Vrije advocaatkeuze in alle procedures

31 december 2000

X heeft bij Reaal een rechtsbijstandsverzekering afgesloten, welke DAS heeft aangewezen voor de uitvoering van deze bijstand. Op 30 april 2010 is de arbeidsovereenkomst met X door middel van een ontslagvergunning be?indigd door de toenmalige werkgever van X. DAS heeft daarop in opdracht van X werkgever aangesproken wegens kennelijk onredelijk ontslag. DAS besluit niet over te gaan tot het uitbrengen van een dagvaarding, X wil dit daarentegen wel. X wenst dat DAS het dossier overdraagt naar advocaat Y en dat zij toezeggen de daaraan verbonden kosten op zich te nemen. Thans is de vraag of X recht heeft op deze vrije advocaatkeuze. De voorzieningenrechter van de rechtbank Amsterdam heeft deze vraag op 8 maart jl. beantwoord.

De feiten

DAS heeft X zijn belangen behartigd jegens zijn voormalige werkgever inzake een vordering wegens kennelijk onredelijk ontslag. Hierop volgde een correspondentiewisseling, maar DAS besloot niet over te gaan tot het uitbrengen van een dagvaarding. X heeft DAS op 15 december 2010 via advocaat Y laten weten dat hij wenst dat DAS het dossier aan advocaat Y overdraagt en toezegt de daaraan verbonden kosten op zich te nemen. DAS laat diezelfde dag per mail weten dat het X vrij staat zijn belangen door advocaat Y te laten behartigen, maar dat DAS deze kosten niet zal vergoeden.

Op 20 december 2010 deelt advocaat Y aan DAS mede dat X zich beroept op zijn recht op vrije advocaatkeuze. X zou het oneens zijn met de wijze waarop zijn zaak door DAS wordt behandeld en om deze reden wordt hierover om een bindend advies verzocht.
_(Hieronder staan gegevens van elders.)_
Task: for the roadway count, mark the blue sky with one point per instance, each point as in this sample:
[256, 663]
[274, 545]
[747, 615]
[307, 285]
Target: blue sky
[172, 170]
X vordert in kort geding primair dat DAS wordt veroordeeld opdracht te verstrekken aan een door hem aan te wijzen advocaat om hem in een procedure tegen zijn voormalige werkgever te vertegenwoordigen en diens honorarium en proceskosten voor haar rekening te nemen en subsidiair dat DAS wordt veroordeeld een door hem aan te wijzen advocaat opdracht te geven bindend advies uit te brengen over de te volgen gedragslijn en, ingeval het bindend advies als uitkomst heeft dat een procedure kans van slagen heeft, DAS wordt bevolen dat X zelf zijn advocaat kiest en dat zij het honorarium en proceskosten voor haar rekening nemen.

DAS betwist het geschil betreffende de wijze van behandeling, daar X niet kenbaar heeft gemaakt een procedure te willen voeren. Echter DAS is hier wel toe bereid en zij zien daarom geen belang bij een bindend advies. Voorts betwist DAS dat het recht op vrije advocaatkeuze met zich brengt dat op het moment dat een procedure dient te worden gevoerd een verzekerde het recht heeft om een advocaat aan te wijzen, welke op de kosten van DAS die procedure voert.

Oordeel voorzieningenrechter

X beroept zich op artikel 4:67 Wft en op het Eschig-arrest (HvJ 10 september 2009). De voorzieningenrechter oordeelt dat het Eschig-arrest een uitleg van de Richtlijn bevat, waarop de Wft richtlijnconform zal moeten worden ge?nterpreteerd. Hierbij zal de uitleg van het Hof van Justitie moeten worden betrokken. Uit de uitleg van het Hof moet worden afgeleid dat indien een procedure wordt gevoerd, de verzekerde op grond van het bepaalde in artikel 4 van de Richtlijn en het daarop gebaseerde artikel 4:67 Wft steeds het recht heeft een advocaat te kiezen.

Nu DAS ter terechtzitting heeft aangegeven bereid te zijn tot dagvaarding over te gaan constateert de voorzieningenrechter dat er geen geschilpunten lijken te zijn welke voor bindend advies aan een advocaat kunnen worden voorgelegd. De voorzieningenrechter wijst de gevraagde voorzieningen door X daardoor af.

Ook al wijst de voorzieningenrechter het primair gevorderde niet toe, toch merkt hij op dat nu DAS de bereidheid heeft uitgesproken tot dagvaarding over te gaan, dit alsnog tot gevolg zal hebben dat X het recht heeft de rechtshulpverlener te kiezen die hem daarbij zal bijstaan.